Reviewer's Responses to Questions

Comments to the Authors:

Please note here if the review is uploaded as an attachment.

Reviewer #1: This is a solid and well written computational study to model the electrophysiological property of muscle cells of C. elegans, which exhibit a calcium-mediated action potential. The Hodgkin-Huxley-type simulation of voltage gated current and membrane potential dynamics is straightforward and has been used in many prior works. The main development of the current study is to leverage the modern deep learning method and high-speed parallel computing for efficient parameter search. The simulated results appear to agree well with experimental measurements. However, the key methodology implemented in this work is not clearly explained and investigated, making it difficult for readers to understand the limitations and advantages of their computational algorithm.

Major concern:

1. I do not understand the parallel simulation-based inference algorithm, because the rationale underlying MAP is not explained. The inference neural network was trained on simulated data. However, there is no guarantee that the simulated data would in any way resemble the experimentally measured neural dynamics: the fundamental biophysical ingredients of your model and the prior distribution of the parameters play a critical role here. It is possible that no matter how many simulations you run, the resulting dynamics {x_i} remain qualitatively different from the observed data. Related to this point, the convergence of the posterior distribution conditioned on data (p(\theta|x_0) is a necessary but not sufficient condition for finding the correct solution space. In fact, under what scenario would this algorithm actually converge?

Other concerns:

2. This work will make a larger impact if the author could discuss whether the current method can be scaled up to simulate not just a single neuron/muscle, but a network of cells. It is also not clear to me when comparing with other methods such as evolutionary algorithms, what is the main advantage of the current method? If speed is a major bottleneck, could you provide a quantitative comparison based on existing literature reports?

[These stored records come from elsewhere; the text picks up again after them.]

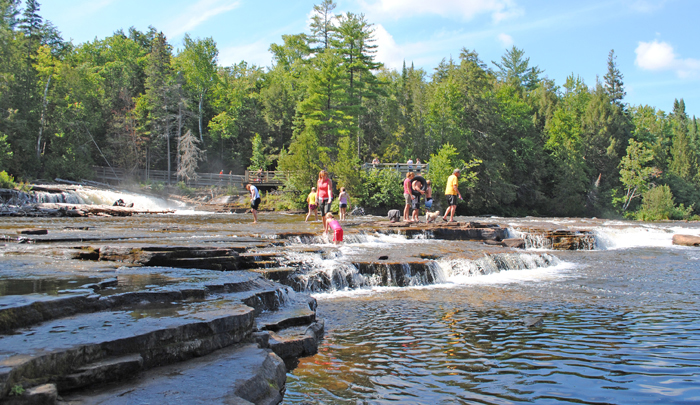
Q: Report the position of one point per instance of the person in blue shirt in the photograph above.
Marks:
(254, 201)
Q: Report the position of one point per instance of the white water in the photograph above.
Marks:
(645, 235)
(108, 197)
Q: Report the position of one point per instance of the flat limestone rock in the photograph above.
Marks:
(241, 374)
(686, 240)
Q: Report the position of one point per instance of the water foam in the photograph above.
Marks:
(645, 235)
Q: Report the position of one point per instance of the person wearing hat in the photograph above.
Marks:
(452, 192)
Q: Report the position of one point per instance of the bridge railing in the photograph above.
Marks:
(117, 175)
(266, 178)
(400, 167)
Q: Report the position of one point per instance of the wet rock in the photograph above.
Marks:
(279, 274)
(293, 343)
(110, 370)
(45, 394)
(240, 374)
(33, 231)
(517, 243)
(686, 240)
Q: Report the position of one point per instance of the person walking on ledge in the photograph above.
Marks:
(324, 194)
(332, 224)
(452, 192)
(407, 196)
(311, 200)
(343, 200)
(254, 201)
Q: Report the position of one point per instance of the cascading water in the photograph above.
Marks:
(336, 271)
(496, 263)
(65, 197)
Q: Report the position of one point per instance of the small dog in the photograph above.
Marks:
(394, 215)
(431, 216)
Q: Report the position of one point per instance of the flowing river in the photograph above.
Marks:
(619, 324)
(616, 324)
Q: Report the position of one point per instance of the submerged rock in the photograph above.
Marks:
(686, 240)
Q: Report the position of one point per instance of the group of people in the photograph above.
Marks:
(414, 188)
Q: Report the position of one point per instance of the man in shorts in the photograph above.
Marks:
(407, 196)
(452, 192)
(254, 201)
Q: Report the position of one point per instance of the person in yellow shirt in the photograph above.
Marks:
(311, 200)
(452, 192)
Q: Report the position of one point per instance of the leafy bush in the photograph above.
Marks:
(658, 205)
(6, 180)
(380, 188)
(184, 189)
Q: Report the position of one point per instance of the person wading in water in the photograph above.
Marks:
(324, 194)
(452, 192)
(254, 201)
(407, 196)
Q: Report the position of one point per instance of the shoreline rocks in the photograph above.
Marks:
(686, 240)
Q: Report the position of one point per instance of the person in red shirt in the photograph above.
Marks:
(324, 194)
(332, 224)
(408, 196)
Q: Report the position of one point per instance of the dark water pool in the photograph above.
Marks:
(618, 326)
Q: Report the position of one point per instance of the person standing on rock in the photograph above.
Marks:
(311, 200)
(254, 201)
(343, 206)
(332, 224)
(415, 204)
(324, 194)
(407, 196)
(452, 192)
(428, 195)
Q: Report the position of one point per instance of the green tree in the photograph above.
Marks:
(197, 61)
(515, 69)
(635, 174)
(614, 87)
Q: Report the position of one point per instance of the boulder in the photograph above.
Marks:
(518, 243)
(686, 240)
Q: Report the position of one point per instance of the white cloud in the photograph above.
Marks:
(506, 40)
(660, 56)
(198, 13)
(392, 55)
(256, 53)
(645, 6)
(462, 9)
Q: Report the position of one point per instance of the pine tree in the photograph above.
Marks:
(683, 159)
(515, 68)
(31, 22)
(322, 27)
(190, 155)
(614, 87)
(9, 13)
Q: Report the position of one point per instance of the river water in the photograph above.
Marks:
(617, 324)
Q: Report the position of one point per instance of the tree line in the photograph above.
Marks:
(533, 147)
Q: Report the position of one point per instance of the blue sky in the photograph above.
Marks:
(655, 40)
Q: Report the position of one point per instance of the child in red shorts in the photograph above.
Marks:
(331, 223)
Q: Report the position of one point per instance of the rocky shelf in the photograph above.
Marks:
(235, 306)
(81, 344)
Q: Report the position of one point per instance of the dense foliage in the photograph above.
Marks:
(532, 147)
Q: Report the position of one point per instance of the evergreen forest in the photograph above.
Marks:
(530, 146)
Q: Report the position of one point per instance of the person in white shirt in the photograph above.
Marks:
(254, 201)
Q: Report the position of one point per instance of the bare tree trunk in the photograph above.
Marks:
(41, 128)
(201, 101)
(179, 135)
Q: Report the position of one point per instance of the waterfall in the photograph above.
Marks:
(496, 263)
(319, 272)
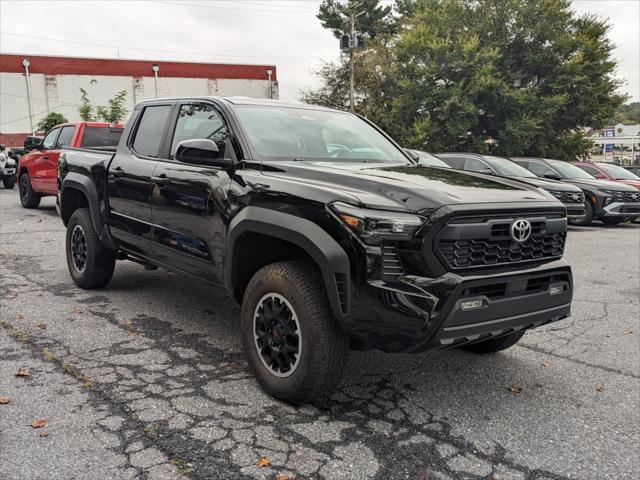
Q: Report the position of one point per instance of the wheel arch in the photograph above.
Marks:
(268, 233)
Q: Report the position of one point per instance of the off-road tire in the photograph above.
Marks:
(324, 346)
(99, 260)
(9, 182)
(28, 198)
(588, 216)
(495, 344)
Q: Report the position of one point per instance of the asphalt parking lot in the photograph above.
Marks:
(147, 379)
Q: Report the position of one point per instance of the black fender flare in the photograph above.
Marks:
(83, 184)
(325, 251)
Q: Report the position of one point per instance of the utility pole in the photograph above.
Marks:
(352, 37)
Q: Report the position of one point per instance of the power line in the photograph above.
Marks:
(126, 47)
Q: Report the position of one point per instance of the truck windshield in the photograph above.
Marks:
(569, 171)
(507, 168)
(288, 133)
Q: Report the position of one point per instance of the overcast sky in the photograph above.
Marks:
(281, 32)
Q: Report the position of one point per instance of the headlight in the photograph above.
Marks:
(373, 226)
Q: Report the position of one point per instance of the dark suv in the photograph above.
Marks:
(326, 231)
(610, 202)
(571, 196)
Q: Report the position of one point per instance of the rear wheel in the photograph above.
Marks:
(495, 344)
(588, 215)
(28, 198)
(294, 345)
(90, 262)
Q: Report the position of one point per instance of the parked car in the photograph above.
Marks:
(608, 171)
(570, 195)
(610, 202)
(635, 169)
(37, 170)
(323, 228)
(7, 169)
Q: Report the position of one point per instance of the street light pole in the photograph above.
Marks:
(26, 64)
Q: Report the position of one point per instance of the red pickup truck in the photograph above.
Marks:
(38, 169)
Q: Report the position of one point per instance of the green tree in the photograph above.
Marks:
(512, 77)
(51, 120)
(375, 19)
(115, 111)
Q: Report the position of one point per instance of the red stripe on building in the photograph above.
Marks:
(132, 68)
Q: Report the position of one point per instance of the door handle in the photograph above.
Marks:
(161, 180)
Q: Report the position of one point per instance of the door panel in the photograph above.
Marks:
(129, 181)
(189, 202)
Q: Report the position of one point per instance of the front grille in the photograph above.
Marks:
(568, 197)
(620, 196)
(488, 242)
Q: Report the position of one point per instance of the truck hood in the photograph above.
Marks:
(600, 184)
(407, 187)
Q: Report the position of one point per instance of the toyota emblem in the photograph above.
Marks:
(521, 230)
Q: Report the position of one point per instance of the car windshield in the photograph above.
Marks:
(429, 160)
(290, 133)
(507, 168)
(570, 171)
(618, 173)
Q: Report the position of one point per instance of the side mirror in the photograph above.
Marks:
(202, 151)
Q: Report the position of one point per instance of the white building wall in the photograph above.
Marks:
(61, 93)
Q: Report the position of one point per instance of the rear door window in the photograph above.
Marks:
(148, 139)
(66, 134)
(101, 137)
(50, 140)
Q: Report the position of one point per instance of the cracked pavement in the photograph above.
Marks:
(146, 379)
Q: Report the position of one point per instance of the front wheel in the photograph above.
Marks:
(9, 182)
(28, 197)
(495, 344)
(90, 262)
(294, 345)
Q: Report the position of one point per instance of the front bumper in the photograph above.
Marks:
(621, 209)
(414, 314)
(7, 172)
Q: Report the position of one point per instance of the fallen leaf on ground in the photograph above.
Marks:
(39, 423)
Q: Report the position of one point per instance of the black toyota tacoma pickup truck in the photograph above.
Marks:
(329, 235)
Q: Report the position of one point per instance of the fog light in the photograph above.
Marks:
(472, 305)
(556, 289)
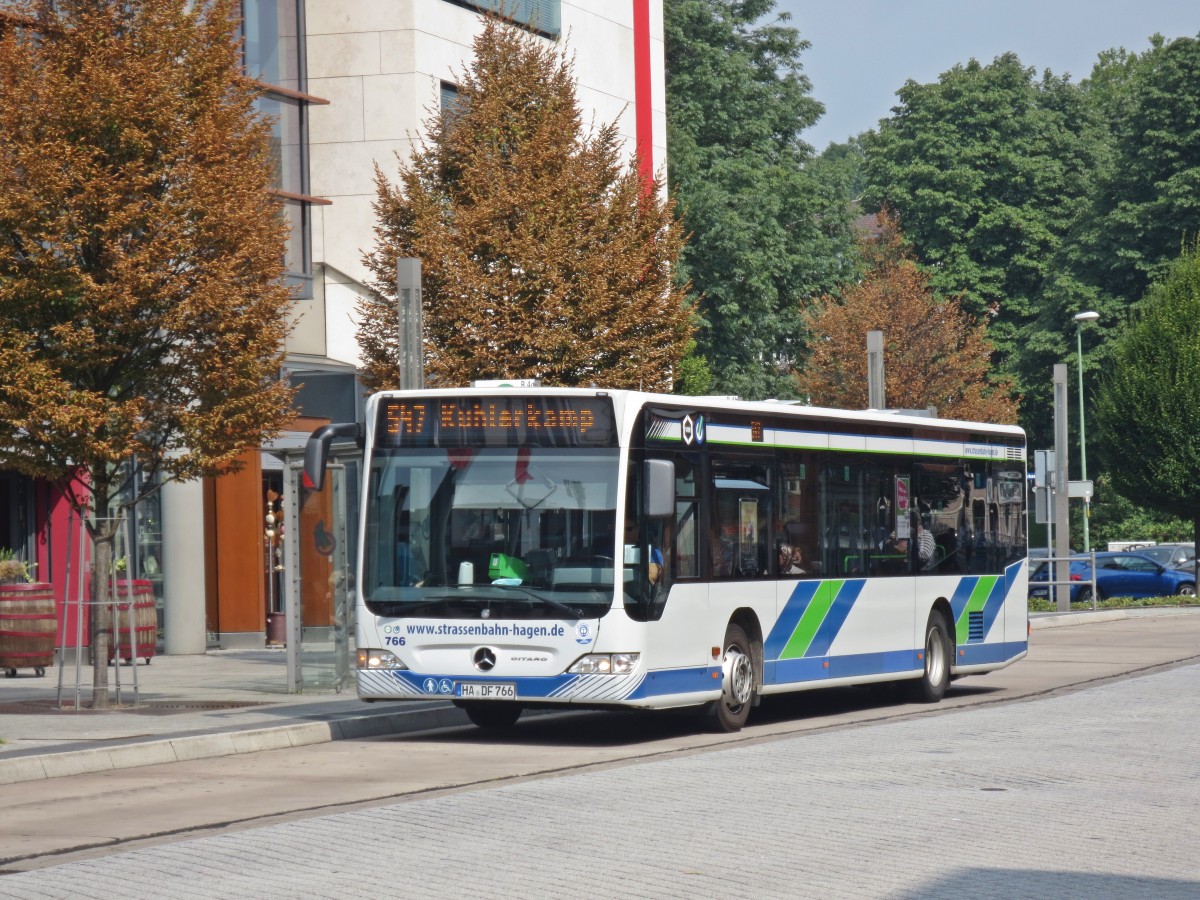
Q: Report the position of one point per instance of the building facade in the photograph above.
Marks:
(352, 85)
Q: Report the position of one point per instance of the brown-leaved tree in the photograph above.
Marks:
(541, 256)
(142, 300)
(935, 354)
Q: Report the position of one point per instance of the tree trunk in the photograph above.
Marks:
(1195, 547)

3. Related to my major concern. Figure 4E appears to suggest that the posterior is modelled as the multivariate Gaussian distribution. Is this an assumption underlying your model?

4. The simulation (Figure 7) predicts burst firing for periodic inputs with a frequency > 4Hz. C. elegans undulation frequency barely exceeds 2Hz for swimming animals, and the worm crawls much slower on agar plate. Thus, this prediction does not appear to be behaviorally relevant. Do the author suggest that motor neurons would fire at a high frequency in order to strongly active the muscle cells? They should make their points clear here.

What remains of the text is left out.